Contents of a Digest Challenge
The size of a Digest Access challenge must be less than 2048 bytes. The following example shows a challenge assigned to the character string szChallenge.
szChallenge = "realm=\"Microsoft_Example_Forest\",";
algorithm = "MD5-sess\", qop=\"auth\", nonce=\"0123456789abcdef\"";
Note
The challenge string is enclosed in double quotes and contains embedded double quotes. Embedded double quotes must be preceded (escaped) with a backslash (\).
A Digest challenge can contain the following directives.

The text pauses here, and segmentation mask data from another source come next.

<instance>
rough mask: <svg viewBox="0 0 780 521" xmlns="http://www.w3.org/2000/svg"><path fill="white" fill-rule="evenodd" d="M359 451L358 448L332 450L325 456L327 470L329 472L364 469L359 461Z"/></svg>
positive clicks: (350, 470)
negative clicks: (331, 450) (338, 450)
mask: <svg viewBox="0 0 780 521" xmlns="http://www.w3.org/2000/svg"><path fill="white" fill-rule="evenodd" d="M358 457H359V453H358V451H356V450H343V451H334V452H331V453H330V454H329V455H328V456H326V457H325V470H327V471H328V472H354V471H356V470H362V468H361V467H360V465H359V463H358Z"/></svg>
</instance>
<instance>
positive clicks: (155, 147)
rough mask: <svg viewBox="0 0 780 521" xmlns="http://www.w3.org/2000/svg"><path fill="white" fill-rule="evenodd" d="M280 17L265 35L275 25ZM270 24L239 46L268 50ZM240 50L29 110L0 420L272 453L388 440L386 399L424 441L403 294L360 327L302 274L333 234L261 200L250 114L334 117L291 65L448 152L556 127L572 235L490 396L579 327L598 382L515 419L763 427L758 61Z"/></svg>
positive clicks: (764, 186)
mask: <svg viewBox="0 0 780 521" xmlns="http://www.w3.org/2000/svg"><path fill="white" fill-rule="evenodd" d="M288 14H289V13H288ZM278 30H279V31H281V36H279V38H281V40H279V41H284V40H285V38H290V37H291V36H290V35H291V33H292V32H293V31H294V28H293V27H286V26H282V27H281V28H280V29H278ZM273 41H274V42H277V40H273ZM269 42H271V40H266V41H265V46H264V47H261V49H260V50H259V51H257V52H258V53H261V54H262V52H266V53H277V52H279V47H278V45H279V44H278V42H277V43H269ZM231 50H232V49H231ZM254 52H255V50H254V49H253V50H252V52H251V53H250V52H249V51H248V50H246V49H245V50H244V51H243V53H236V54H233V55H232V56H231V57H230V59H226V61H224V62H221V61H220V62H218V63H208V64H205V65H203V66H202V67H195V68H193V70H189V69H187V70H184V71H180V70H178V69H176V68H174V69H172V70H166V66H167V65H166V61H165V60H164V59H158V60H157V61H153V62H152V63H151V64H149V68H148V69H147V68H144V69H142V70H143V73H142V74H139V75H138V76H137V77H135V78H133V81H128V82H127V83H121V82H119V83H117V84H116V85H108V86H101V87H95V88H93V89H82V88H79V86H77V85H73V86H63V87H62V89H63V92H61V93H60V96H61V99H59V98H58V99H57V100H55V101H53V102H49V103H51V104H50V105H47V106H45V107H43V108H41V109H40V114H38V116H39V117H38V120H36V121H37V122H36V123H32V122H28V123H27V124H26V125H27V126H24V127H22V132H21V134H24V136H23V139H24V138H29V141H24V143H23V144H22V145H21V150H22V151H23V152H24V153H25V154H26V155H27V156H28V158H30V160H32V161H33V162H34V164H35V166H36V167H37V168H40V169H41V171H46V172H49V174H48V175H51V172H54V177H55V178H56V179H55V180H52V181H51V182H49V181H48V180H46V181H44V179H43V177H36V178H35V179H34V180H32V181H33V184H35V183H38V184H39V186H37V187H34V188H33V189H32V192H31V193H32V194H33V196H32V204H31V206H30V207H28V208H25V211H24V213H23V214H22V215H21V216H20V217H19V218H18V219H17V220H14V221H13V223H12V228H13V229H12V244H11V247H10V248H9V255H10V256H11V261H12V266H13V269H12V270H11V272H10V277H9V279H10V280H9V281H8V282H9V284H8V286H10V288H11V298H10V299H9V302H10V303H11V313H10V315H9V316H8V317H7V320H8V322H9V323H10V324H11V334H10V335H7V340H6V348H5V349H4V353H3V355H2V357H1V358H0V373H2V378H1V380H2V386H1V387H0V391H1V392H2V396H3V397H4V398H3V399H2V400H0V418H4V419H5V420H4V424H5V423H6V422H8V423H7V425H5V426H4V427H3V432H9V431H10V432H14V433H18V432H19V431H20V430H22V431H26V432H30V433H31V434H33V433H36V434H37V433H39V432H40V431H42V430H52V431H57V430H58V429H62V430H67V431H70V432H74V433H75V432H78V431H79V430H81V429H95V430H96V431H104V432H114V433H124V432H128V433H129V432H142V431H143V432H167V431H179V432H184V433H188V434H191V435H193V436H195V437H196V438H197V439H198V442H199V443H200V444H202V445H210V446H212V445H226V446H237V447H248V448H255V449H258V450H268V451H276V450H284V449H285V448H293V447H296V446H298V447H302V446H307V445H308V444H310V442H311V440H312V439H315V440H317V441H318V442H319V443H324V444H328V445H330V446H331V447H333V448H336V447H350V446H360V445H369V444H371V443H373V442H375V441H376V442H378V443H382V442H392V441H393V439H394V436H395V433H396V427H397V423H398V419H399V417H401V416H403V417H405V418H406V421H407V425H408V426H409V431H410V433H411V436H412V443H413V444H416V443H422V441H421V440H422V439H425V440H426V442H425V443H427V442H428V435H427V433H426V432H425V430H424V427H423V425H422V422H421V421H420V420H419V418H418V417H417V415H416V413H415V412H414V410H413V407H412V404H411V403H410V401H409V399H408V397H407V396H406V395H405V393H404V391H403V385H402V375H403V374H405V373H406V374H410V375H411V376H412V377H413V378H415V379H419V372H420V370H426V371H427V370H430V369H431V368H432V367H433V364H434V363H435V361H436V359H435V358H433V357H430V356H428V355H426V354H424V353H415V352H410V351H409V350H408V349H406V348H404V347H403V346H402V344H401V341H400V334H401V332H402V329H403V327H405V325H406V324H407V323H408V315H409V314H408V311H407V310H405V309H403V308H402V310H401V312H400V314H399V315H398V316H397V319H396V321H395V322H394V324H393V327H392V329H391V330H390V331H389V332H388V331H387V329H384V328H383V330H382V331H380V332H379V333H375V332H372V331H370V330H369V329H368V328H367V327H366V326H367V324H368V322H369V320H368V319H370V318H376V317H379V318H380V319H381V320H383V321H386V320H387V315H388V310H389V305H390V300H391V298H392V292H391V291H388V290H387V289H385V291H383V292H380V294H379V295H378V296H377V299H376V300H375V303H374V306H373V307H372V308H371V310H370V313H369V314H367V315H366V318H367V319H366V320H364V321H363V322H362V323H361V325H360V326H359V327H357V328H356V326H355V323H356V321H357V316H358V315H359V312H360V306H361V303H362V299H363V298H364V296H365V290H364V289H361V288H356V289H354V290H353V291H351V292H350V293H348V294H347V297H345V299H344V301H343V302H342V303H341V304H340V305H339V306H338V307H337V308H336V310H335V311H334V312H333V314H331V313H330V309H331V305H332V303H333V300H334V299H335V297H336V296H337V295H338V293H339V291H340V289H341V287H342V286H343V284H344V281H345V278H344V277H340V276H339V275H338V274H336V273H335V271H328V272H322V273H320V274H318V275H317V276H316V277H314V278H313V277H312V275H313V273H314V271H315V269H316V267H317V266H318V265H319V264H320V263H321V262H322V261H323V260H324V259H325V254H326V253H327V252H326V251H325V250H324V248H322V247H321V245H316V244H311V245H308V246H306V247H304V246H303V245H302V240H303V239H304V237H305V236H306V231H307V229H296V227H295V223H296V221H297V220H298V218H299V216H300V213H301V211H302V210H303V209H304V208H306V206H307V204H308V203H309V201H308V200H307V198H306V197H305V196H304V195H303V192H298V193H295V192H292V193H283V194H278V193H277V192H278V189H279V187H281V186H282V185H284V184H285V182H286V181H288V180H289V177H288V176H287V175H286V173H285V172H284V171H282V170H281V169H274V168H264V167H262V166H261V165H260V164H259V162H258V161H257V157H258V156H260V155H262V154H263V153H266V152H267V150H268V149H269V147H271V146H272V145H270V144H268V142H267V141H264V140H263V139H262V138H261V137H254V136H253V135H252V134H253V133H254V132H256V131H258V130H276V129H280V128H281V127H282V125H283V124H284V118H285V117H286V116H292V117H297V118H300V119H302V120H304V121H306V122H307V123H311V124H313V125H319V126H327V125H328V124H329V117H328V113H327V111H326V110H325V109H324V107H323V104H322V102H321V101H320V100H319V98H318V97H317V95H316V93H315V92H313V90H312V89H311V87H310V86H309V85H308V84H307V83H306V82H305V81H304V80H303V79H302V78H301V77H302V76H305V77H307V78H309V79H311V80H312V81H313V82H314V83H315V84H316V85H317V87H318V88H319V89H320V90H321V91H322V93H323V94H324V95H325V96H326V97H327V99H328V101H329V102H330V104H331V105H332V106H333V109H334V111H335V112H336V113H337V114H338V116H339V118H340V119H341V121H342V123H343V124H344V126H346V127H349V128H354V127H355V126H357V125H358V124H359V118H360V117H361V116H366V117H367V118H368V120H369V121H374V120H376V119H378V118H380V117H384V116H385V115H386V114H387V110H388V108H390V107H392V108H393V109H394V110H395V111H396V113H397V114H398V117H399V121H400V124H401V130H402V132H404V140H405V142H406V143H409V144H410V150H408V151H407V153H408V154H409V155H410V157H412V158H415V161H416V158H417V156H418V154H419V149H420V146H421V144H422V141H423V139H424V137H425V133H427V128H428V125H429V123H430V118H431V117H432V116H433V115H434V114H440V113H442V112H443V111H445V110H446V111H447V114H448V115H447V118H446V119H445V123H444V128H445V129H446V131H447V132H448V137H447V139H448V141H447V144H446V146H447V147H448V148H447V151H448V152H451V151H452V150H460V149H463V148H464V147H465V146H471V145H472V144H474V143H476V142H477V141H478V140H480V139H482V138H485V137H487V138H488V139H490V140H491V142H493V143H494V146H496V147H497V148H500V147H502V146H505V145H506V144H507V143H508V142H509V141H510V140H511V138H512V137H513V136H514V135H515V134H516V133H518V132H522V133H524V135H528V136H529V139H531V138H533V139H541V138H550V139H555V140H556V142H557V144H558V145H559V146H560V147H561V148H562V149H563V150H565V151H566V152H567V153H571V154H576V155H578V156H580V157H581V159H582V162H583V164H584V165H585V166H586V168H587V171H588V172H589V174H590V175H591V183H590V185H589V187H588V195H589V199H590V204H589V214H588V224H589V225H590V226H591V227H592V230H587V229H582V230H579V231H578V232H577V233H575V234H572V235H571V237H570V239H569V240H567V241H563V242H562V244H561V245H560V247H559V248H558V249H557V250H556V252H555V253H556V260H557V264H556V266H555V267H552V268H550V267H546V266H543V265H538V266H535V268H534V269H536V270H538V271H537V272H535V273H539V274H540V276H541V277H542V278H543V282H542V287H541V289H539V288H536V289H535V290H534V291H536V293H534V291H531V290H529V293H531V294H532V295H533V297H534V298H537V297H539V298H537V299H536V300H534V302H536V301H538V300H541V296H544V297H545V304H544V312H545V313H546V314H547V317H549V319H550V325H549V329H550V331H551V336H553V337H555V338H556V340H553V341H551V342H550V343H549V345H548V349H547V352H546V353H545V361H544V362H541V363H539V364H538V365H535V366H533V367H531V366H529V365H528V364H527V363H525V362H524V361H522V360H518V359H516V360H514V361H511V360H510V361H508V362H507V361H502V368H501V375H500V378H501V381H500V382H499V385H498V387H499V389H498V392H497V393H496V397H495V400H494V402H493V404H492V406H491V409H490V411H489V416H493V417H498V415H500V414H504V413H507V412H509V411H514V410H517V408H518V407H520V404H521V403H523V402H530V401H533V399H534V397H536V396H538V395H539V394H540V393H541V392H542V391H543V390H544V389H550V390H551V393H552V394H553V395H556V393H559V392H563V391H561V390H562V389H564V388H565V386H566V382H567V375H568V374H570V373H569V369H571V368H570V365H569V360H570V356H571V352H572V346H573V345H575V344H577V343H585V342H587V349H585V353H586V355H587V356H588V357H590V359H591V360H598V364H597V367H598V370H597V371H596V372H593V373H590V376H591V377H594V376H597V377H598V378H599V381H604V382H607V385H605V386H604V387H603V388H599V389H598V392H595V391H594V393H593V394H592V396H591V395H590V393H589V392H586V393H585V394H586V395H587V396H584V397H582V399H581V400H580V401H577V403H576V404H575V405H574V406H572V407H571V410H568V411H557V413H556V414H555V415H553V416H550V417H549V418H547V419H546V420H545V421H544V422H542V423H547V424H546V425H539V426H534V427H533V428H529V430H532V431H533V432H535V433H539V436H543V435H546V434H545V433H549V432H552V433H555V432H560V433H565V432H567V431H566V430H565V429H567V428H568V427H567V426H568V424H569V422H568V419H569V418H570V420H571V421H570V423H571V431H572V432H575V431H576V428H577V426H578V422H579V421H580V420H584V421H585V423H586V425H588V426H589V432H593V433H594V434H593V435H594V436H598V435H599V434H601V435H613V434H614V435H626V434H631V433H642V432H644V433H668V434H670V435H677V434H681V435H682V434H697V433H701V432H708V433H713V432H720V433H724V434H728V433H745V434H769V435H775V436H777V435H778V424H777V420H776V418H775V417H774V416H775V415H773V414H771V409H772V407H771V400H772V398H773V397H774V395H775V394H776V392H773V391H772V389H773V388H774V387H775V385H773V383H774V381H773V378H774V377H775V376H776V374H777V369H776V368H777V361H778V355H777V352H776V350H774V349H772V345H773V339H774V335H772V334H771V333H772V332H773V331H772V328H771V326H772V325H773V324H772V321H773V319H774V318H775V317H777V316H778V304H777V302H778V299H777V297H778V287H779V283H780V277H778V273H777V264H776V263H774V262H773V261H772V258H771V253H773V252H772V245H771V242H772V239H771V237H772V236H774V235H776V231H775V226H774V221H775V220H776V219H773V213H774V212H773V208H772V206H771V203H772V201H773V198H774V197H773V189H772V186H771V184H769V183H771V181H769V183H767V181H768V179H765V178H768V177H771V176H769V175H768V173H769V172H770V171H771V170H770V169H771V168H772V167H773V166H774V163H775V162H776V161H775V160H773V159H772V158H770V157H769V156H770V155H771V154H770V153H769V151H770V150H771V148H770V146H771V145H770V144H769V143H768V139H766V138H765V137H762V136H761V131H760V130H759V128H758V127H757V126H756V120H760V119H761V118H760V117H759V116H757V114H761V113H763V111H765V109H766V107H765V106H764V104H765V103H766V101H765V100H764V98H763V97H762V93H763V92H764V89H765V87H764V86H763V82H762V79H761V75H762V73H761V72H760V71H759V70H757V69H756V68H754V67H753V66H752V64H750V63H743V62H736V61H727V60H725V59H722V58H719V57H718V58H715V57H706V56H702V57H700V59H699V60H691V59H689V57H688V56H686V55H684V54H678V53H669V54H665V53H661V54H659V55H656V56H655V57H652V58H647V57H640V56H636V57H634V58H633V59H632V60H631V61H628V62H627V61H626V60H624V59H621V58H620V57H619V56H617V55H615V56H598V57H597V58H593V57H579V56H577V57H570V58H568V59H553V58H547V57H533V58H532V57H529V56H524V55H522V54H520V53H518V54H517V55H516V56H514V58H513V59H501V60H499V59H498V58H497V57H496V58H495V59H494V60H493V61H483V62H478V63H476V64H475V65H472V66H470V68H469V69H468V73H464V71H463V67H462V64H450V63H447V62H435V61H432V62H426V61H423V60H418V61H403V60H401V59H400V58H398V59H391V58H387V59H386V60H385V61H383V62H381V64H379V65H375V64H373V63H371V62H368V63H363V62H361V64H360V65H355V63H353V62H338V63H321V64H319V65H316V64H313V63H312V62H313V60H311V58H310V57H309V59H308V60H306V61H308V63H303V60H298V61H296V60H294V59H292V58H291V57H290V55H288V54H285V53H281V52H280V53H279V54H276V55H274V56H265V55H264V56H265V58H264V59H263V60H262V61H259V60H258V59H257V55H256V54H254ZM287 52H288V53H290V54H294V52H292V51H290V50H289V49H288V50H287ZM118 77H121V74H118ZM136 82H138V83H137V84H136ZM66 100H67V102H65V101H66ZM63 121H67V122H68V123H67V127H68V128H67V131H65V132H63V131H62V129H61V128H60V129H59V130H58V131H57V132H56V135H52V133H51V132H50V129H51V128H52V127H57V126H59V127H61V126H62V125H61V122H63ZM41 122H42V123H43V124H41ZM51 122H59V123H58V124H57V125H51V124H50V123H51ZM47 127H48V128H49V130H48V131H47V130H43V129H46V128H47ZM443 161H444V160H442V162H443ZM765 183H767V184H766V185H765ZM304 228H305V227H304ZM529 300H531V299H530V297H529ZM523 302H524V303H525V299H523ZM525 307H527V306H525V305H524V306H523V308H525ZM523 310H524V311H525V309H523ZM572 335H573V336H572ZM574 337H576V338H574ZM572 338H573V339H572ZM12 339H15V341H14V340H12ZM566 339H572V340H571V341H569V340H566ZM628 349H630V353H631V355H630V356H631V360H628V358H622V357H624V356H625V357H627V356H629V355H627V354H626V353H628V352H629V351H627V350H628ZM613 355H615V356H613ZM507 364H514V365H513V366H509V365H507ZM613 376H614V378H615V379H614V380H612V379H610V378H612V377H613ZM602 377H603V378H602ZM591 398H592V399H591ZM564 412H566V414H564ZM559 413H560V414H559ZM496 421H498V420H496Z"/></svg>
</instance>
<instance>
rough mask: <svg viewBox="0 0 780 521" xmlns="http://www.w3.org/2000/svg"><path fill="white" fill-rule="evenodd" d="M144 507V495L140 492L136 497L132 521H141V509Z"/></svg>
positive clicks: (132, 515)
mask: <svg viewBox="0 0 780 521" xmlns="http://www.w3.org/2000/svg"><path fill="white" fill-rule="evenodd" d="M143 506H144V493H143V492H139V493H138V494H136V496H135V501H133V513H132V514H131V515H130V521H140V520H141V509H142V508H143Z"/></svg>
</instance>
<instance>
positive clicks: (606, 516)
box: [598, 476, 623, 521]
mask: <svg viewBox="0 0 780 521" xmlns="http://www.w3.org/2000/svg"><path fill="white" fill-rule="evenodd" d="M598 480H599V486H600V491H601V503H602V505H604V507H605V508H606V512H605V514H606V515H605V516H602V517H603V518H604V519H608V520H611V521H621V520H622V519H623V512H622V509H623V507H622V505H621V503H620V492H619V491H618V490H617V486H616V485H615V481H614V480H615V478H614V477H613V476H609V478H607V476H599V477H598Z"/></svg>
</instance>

| Directive | Description |
|---|---|
| realm | An implementation-defined hint to the client about which credentials are required. The client should display this information to the user if it is prompting for credentials. |
| algorithm | Microsoft Digest supports MD5 and MD5-Sess. For optimal performance, use MD5-Sess. |
| qop | This directive can be set to auth, auth-int, or auth-conf. For more information, see Quality of Protection and Ciphers. |
| nonce | A unique encoded value generated by the server for each challenge. This value must not be altered by the client. |
| opaque | Contains a reference for the security context that is being established. For more information, see Maintaining the Security Context Between Connections. |
| cipher(SASL only) | The list of ciphers that the server supports. This element can be present in a Digest SASL challenge only if the qop directive specifies auth-conf. For more information, see Quality of Protection and Ciphers. |
| charset | This directive can be set to utf-8 if the server can process UTF-8–encoded user names and realms. If the client understands the charset directive, it can respond by using UTF-8–encoded values. |
Microsoft Digest generates the Digest challenge string for server applications. For details, see Generating the Digest Challenge.